Les praticiens du droit à la recherche d’outils numériques ne trouvent pas toujours leur bonheur parmi la gamme de produits toujours plus abondante et diversifiée qu’offre la legaltech française. Certains ont du mal à se contenter des solutions standard proposées au grand public, d’autres cherchent l’outil simple et paramétrable adapté à leur organisation quand quelques-uns sont prêts à collaborer avec les legaltechers afin de tailler des logiciels répondant à leurs besoins spécifiques. Entre BtoB et BtoC, le marché est en pleine construction.

En France, le marché de la legaltech se porte bien, très bien même.

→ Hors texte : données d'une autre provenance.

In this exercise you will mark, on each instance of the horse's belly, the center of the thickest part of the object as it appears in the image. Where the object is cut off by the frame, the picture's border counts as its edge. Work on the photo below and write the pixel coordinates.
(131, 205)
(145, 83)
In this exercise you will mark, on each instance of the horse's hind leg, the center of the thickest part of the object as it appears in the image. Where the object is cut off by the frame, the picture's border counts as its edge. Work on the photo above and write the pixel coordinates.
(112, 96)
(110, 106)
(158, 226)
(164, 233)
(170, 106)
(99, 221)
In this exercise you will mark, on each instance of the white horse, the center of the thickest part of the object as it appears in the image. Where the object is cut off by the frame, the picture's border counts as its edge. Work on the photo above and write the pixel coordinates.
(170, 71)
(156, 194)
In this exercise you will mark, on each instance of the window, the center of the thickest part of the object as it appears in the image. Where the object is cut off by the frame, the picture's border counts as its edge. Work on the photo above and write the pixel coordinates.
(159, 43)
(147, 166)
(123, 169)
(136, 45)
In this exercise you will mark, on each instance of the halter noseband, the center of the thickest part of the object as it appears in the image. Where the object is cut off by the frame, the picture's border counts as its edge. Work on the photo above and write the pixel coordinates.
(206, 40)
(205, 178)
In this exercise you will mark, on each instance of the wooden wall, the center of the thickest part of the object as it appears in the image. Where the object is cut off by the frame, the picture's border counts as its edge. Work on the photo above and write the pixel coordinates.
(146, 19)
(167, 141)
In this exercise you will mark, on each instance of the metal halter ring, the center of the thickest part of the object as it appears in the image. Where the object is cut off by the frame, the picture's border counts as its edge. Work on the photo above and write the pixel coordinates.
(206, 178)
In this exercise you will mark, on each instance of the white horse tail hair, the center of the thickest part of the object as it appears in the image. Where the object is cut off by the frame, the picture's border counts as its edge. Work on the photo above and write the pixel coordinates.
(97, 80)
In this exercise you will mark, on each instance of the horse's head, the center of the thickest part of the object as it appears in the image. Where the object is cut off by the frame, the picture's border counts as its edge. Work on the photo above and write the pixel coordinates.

Selon France Digitale, on pourrait tout bonnement parler d’hypercroissance. Dans une étude réalisée en mars et avril 2021, l’association de start-up affirme que la France est le pays européen le plus dynamique dans ce secteur, avec plus de 200 jeunes pousses à son compteur. Cependant, croissance ne rime pas forcément avec maturité. "Beaucoup de solutions sont apparues sur le marché ces cinq dernières années, constate Mathieu Davy, le président de l’association Avotech. Les clients peuvent s’y perdre." En effet, les potentiels utilisateurs peinent à voir clair dans la flopée de produits qui leur sont proposés, ce qui suffit parfois à freiner leur élan vers la numérisation.

Deux types de produits sur le marché

Comme le souligne Philippe Laurence, le co-animateur du groupe legaltech de France Digitale, "on doit se féliciter de la densité du marché de la legaltech en France qui entraîne une compétition positive entre les start-up." Si la mise en concurrence favorise l’innovation, la diversité des produits et l’attractivité des prix, la multiplicité des offres, elle, cause parallèlement une certaine confusion parmi les potentiels utilisateurs. Lesquels ont du mal à cataloguer les solutions proposées. Legal design, mise en conformité, marketplace, arbitrage, médiation et conciliation, saisine des tribunaux, gestion des droits de propriété intellectuelle, signature électronique, contrat life circle ou encore justice prédictive : la legaltech se positionne en effet sur tous les terrains de l’exercice du droit. Fortes de leur succès, certaines jeunes pousses commencent même à élargir leur offre en proposant des outils sur plusieurs segments, ce qui ne fait que renforcer la difficulté à définir une typologie de la legaltech. C’est notamment le cas d’Amurabi qui proposait à l’origine des services de legal design et qui s’ouvre aujourd’hui au contract management.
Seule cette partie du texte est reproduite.